LA RCA ET LES ARMES
HORS-LA-LOI
Pour piéger un pays, quel qu'il soit, il suffit d'y semer des armes à profusion. Et se contenter de regarder les conflits éclore comme des herbes folles, germer, se faner, retomber sur leur terreau pour se ressourcer et repousser. Une fois le mouvement impulsé, il se poursuit tout seul.
Prenons l'exemple de deux pays que tout oppose : l'un est une
superpuissance, l'autre, une espèce de République en lambeaux, affaiblie par des
guerres intestines. L'un est riche, prospère, l'autre se trouve sous perfusion
financière, grignoté par la pauvreté. L'un est démocratique, l'autre, abonné aux
coups d'Etat. En gros, l'un est un géant, et l'autre, un petit, d'une espèce
particulière : un nain politique, qui se complaît dans son nanisme, et même
qui semble s'être donné pour vocation de rétrécir.
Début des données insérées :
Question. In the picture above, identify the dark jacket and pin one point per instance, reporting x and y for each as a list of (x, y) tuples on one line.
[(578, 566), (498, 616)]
Ces deux pays sont si
éloignés l'un de l'autre qu'il serait vain de tenter de les comparer. Mais le sort qui vient de les
rapprocher en les mettant à la une des médias du monde entier, nous donne des
éléments de comparaison.
1.
ELEMENTS DE LANGAGE
D'abord le nain, qui a profité de
l'absence de sa présidente, partie le représenter à l'ONU, pour entrer une fois
de plus en ébullition, en éruption de colère et de courroux. Le prétexte annoncé
a été l'assassinat d'un homme, dont on s'est empressé de mettre en exergue la
confession, comme si le fait d'être un homme ne suffisait pas à souligner le
caractère odieux de ce crime, comme si dans un contexte de calme précaire on
voulait ranimer les brandons de la haine. Un homme est-il réductible à sa
religion ?
On ne peut récuser l'idée d'un conflit confessionnel en Centrafrique et
continuer de compter les morts en termes religieux. Exceptés les groupes armés,
tous les autres acteurs passifs de cette crise sont unanimes sur son nom :
<< Un conflit militaro-politique >>. Mais ils ne font aucun effort
pour mettre en adéquation cette appellation et les victimes des affrontements,
lesquelles sont immédiatement cataloguées ou instrumentalisées. Les hommes
politiques devraient combattre par des éléments de langage, tous ceux qui, par
des propos inconsidérés ou mûrement réfléchis, jettent de l'huile sur le feu.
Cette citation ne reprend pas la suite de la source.